# Hotmark vs. Thermoflex



## klayton (Feb 12, 2007)

Hello and I am new to this so bear with me. I have used hotmark vinyl in the past. Does anyone know the difference in Thermoflex and hotmark vinyl is?


----------



## Twinge (Apr 26, 2005)

Both options should be good; No one has really directly compared the two before.

There are a few threadsa that briefly talk about hotmark:
http://www.t-shirtforums.com/heat-press-heat-transfers/t4358.html
and http://www.t-shirtforums.com/vinyl-cutters-plotters-transfers/t12876.html

You might also check out Spectra Cut as another alternative to test.


----------



## swannn32 (Sep 1, 2006)

Thermoflex is a bit easier to weed to me for some reason. It feels a bit thicker and the clear carrier sheet is more sticky than hotmark - which is a good thing when trying to line it up on the shirt, but not so good when you are trying to weed it or transport it cause stuff sticks to it all over.

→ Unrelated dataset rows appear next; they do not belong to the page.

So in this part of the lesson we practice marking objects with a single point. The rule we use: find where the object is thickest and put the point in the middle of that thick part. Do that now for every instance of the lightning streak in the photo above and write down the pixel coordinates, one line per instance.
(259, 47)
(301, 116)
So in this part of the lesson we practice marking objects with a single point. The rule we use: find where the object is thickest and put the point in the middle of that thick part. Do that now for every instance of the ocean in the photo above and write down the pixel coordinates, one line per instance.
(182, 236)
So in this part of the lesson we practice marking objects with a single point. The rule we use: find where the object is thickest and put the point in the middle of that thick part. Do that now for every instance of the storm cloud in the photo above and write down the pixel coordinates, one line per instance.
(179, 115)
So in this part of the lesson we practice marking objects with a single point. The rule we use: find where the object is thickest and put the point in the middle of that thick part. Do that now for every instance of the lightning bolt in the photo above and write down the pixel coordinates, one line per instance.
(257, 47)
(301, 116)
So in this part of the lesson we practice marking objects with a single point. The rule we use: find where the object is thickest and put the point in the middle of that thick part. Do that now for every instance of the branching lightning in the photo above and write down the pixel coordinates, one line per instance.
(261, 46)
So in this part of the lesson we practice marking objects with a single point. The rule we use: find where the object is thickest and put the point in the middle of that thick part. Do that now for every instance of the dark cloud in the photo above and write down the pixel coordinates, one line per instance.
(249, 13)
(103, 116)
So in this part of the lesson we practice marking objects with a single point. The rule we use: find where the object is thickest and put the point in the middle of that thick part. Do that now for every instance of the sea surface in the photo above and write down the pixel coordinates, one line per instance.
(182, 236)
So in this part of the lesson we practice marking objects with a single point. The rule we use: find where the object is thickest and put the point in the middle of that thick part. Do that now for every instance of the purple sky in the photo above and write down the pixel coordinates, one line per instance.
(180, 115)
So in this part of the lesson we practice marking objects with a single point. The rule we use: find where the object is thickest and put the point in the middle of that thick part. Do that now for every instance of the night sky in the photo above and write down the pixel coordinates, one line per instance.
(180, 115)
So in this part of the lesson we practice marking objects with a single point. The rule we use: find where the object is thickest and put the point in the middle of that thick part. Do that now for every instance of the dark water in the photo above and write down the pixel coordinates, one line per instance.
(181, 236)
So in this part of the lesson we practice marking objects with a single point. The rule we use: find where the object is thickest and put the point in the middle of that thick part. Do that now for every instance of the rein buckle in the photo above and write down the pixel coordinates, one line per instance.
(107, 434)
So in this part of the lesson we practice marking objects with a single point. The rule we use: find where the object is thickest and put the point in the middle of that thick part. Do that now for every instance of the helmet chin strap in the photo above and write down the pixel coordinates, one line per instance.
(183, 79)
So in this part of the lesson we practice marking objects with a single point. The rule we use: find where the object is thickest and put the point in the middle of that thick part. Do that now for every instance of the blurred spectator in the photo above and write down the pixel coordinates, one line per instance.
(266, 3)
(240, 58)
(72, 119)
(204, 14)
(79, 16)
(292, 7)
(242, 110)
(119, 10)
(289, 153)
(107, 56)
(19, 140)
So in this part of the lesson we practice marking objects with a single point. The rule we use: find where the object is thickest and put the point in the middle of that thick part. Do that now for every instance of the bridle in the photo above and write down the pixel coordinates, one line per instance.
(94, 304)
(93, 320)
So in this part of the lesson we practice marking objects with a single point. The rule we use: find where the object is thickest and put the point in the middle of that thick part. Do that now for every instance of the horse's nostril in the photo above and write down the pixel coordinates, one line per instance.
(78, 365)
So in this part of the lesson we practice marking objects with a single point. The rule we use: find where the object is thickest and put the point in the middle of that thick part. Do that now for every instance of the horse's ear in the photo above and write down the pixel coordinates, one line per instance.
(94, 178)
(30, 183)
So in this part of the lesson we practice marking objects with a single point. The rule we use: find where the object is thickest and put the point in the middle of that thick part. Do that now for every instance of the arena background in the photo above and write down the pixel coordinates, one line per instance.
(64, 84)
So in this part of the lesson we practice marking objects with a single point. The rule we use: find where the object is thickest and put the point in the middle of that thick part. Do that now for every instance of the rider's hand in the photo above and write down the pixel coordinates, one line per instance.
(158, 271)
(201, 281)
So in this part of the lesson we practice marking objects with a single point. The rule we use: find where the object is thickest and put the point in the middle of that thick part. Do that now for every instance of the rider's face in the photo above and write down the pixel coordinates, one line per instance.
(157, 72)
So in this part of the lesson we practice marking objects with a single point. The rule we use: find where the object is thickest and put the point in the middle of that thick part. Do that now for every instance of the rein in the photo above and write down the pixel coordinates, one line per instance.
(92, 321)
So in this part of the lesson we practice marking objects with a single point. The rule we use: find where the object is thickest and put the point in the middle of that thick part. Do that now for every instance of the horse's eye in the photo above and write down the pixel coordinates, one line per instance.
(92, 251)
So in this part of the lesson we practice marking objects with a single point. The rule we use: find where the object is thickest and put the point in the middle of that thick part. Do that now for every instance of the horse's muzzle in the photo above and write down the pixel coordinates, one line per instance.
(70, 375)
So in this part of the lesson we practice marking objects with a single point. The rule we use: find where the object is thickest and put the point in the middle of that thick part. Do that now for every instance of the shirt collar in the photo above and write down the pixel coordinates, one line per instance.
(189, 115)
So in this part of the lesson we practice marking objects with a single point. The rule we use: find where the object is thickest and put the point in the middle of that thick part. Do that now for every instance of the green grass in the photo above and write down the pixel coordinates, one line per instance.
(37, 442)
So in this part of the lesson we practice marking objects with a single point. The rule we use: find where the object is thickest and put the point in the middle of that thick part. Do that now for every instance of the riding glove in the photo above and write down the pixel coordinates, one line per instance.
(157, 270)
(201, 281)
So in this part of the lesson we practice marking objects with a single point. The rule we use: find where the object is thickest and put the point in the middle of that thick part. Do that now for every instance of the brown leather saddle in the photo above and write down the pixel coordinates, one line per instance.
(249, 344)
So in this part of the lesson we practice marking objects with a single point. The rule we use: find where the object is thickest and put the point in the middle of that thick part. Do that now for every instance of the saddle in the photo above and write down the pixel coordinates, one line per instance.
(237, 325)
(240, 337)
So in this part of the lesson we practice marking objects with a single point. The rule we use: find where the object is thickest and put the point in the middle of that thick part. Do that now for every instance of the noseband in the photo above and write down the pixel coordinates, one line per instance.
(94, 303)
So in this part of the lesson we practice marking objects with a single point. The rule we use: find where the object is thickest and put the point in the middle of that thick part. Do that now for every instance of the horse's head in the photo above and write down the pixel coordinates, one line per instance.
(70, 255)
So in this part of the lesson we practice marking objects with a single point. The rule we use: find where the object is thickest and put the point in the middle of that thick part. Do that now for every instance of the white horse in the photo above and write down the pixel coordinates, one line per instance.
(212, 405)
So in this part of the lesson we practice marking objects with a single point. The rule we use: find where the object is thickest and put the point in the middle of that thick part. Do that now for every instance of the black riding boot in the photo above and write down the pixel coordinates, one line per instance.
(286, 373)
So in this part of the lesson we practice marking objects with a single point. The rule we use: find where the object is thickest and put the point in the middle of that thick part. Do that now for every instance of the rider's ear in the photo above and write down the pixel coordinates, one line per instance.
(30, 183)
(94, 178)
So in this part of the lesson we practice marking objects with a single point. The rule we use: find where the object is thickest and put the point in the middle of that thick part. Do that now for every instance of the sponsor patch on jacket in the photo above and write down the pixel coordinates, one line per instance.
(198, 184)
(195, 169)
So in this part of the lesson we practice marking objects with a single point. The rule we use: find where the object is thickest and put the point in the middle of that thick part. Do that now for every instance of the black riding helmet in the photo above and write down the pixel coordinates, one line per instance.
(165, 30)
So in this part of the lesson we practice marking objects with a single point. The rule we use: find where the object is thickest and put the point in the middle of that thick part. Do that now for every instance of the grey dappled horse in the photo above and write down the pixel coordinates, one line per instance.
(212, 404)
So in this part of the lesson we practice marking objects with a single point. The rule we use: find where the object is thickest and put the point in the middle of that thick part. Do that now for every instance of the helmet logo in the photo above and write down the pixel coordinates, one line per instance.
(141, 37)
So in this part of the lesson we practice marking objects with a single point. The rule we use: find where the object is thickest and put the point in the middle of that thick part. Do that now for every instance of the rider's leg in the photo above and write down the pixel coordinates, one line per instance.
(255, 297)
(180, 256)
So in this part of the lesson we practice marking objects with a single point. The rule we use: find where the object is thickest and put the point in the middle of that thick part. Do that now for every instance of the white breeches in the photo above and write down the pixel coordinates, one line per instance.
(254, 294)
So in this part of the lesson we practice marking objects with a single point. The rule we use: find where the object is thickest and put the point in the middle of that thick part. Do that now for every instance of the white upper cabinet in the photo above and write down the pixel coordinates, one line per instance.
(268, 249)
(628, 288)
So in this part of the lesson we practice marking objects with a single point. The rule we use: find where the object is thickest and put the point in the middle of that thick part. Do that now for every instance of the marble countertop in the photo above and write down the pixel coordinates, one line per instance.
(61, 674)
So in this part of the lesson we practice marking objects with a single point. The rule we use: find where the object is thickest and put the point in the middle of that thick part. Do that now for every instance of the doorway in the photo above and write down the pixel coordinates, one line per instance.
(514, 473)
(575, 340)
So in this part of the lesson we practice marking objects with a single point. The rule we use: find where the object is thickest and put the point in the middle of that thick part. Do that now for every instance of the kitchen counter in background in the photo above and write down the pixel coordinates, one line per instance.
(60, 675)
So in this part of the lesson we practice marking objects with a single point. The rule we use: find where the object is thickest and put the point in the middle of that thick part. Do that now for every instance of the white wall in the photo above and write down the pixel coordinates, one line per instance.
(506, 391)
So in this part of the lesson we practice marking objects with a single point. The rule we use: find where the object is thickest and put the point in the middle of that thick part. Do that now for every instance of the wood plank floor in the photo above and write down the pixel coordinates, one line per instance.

Hotmark works just as good once pressed on the shirt and is cheaper in my area, but the temperature instructions are a bit left wide open, so you have to do a few test runs to figure out what works best.

Either one is just as good and just depends on which advantages you like over the other ... thickness, cost, ease of weeding, or how sticky you want the carrier sheet.

Personally I use the Hotmark because of the cost and the less sticky carrier sheet.


----------



## dudenukem (Mar 14, 2007)

In my area I can choose from either Thermoflex, Siser, or Ecofilm...I prefer the Ecofilm when I'm using
white to press on a garment, simply because its much easier to see the cut lines to weed...All materials adhere extremely well and are quite durable....Only problem I ever had is when my wife ran the iron over
one of my personal shirts and caused the lettering to singe and curl...


----------